On Monday, the Sherburne County Attorney’s Office filed court papers to dismiss their case against Matthew Walker Anderson, a Minnesota gun owner who was facing multiple felony charges for possessing firearms that did not have serial numbers. The decision comes just days after the Minnesota Supreme Court ruled that state law allows Minnesotans to possess certain firearms that lack serial numbers. [More]

After putting this man through hell for years, all these persecuting bastards can do is play Emily Litella?

[Via Jess]

Ghost of a Chance

The Minnesota Supreme Court has ruled that it is legal to possess unserialized firearms so long as they are not required to be serialized by federal law. This is a welcome and uncharacteristic reverence for the Second Amendment, considering the justices are all Democratic appointees. [More]

Not the reason I’d have given, but it’ll work — for now.

[Via Jess]

Still Tyrants After All These Years

Michigan Senator: Democrats’ ‘Ghost Gun’ Ban Would Have Undercut the American Revolution… In sum, Lindsey said “our nation most likely would not exist” if guns without serial numbers had been illegal at the time of the revolution. [More]
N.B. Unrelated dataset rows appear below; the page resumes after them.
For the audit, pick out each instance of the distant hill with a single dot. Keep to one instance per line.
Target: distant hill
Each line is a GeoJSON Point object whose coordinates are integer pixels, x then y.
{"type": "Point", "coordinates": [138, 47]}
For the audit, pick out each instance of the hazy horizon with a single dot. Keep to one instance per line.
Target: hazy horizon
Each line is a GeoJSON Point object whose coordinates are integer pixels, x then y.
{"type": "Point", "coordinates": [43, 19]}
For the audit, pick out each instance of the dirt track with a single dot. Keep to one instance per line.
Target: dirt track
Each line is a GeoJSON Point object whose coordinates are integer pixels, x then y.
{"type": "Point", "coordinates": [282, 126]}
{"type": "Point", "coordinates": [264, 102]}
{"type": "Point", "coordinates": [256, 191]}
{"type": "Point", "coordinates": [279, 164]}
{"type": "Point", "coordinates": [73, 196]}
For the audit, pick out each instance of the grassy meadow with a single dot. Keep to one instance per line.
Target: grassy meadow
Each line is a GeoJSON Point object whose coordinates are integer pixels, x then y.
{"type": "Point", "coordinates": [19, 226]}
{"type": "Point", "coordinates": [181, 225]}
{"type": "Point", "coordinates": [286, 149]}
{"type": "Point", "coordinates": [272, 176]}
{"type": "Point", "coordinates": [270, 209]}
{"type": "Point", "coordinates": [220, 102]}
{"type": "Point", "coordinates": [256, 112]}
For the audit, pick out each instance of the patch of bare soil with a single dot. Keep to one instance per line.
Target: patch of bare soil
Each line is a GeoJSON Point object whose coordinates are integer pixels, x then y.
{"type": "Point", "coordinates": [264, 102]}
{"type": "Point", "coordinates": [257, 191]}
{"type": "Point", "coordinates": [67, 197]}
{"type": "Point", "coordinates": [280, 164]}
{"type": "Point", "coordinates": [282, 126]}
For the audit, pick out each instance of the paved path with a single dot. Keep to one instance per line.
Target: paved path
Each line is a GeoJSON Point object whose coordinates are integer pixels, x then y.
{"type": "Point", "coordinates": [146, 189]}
Today’s Democrats would have been yesterday’s Tories.

[Via bondmen]

Counting Eggs

Supreme Court’s “Ghost Gun” Ruling Accidentally Paves Way For Next-Gen 80% Firearms [More]

Don’t go celebrating the workaround just yet.

Another lawsuit and another injunction and we’re back to Square One. And if “common use” is the new standard, I wouldn’t be looking at “uncommon tools” as a solution.

[Via bondmen]

What’s the Difference Between a Diktat and an Edict?

When Bureaucrats Rewrite Law: What the Supreme Court’s Ghost Gun Ruling Means for Gun Owners & Small Businesses~ Deep Dive [More]

This, and the podcast it reports on, merit wider gun owner congnizance.

The only thing I would add is that those “consistent governing laws” being called for are illegitimate if they infringe.

Always Look on the Bright Side of Life (Whistle)

But this is NOT a major loss for 2A or gun rights. First, it is not a 2A case so it does matter at all to Heller/Bruen analysis. Second, SCOTUS clearly left open the door for Trump to repeal the Biden ATF regulations (or even rewrite them in a very favorable way for the “home-made gun” industry… [More]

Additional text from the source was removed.